Step 3. Check the conjecture using an equivalence query. If it is correct then output it and halt. Otherwise, expand the table with the provided counterexample and go to Step 2.
We give more details about Step 3. Suppose the Teacher returns a counterexample $w=w_1\dots w_n \in \Sigma^n$ for conjecture $C$. Let the trace of this string in $C$ be$$x_0\overset{w_1}{\longrightarrow}x_1\overset{w_2}{\longrightarrow}\cdots\overset{w_n}{\longrightarrow}x_n,$$for $x_0,...,x_n\in X.$ Then there is $1\le i\le n$ such that $x_i w_{i+1}...w_n \in U \iff w \not\in U.$ The table is then expanded by including $x_{i-1}w_i$ and $w_{i+1}...w_n$ in $X$ and $Y$, respectively.
Recall that the number of states of a conjecture DFA is the same as the number of distinct rows in the table. Also, the number of distinct rows increases by at least one each time an equivalence query fails. The L* algorithm would therefore terminate after making at most $|C| − 1$ incorrect equivalence queries and learn the reduced automaton $C$ for the target language.

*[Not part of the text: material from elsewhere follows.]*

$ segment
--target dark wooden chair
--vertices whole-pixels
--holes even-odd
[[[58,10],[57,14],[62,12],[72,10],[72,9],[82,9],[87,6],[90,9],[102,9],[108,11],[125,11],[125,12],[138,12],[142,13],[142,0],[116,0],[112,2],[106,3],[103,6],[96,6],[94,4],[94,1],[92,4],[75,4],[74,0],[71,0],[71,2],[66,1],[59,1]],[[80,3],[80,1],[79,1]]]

Difficulty of learning DFAs

Difficulty of offline learning. Let $\mathcal{A}, \mathcal{B} \subset \Sigma^*$ be two finite sets of strings. Given $k$, it is NP-complete to decide whether a DFA $D$ with $k$ states exists such that $\mathcal{A} \subseteq L(D)$ and $\mathcal{B} \subseteq \Sigma^* \setminus L(D)$. It is still NP-complete to find such a DFA with the minimum size. In fact, even finding a DFA with a number of states polynomial on the number of states of the minimum one is NP-complete. If all strings of length $n$ or less are given, then the problem can be solved in time polynomial on the input size. Note, however, that the size of the input is itself exponential on the number of states in the resulting DFA. Angluin has shown that this problem remains NP-complete if an arbitrarily small fixed fraction is missing from the input set.
Difficulty of online learning. Learning a minimal DFA becomes easier if the algorithm is allowed to make queries to the unknown automaton. The L* algorithm proposed by Angluin [1] solves the problem in polynomial time by allowing the algorithm to ask membership and equivalence queries. Rivest and Schapire [2] later improved the algorithm so that it does not need to reset the unknown automaton to the initial state after each query.

References

1. D. Angluin. Learning regular sets from queries and counterexamples. Information and Computation, 1987.
2. R. L. Rivest and R. E. Schapire. Inference of finite automata using homing sequences. Information and Computation, 1993.
3. Michael Kearns and Umesh Vazirani. An Introduction to Computational Learning Theory. MIT Press, 1994.
4. Ron Rivest, Machine Learning Lecture Notes at MIT, Lecture 23 & 24.
5. Rajesh Parekh, Vasant Honavar. Learning DFA from Simple Examples. Machine Learning, 2001.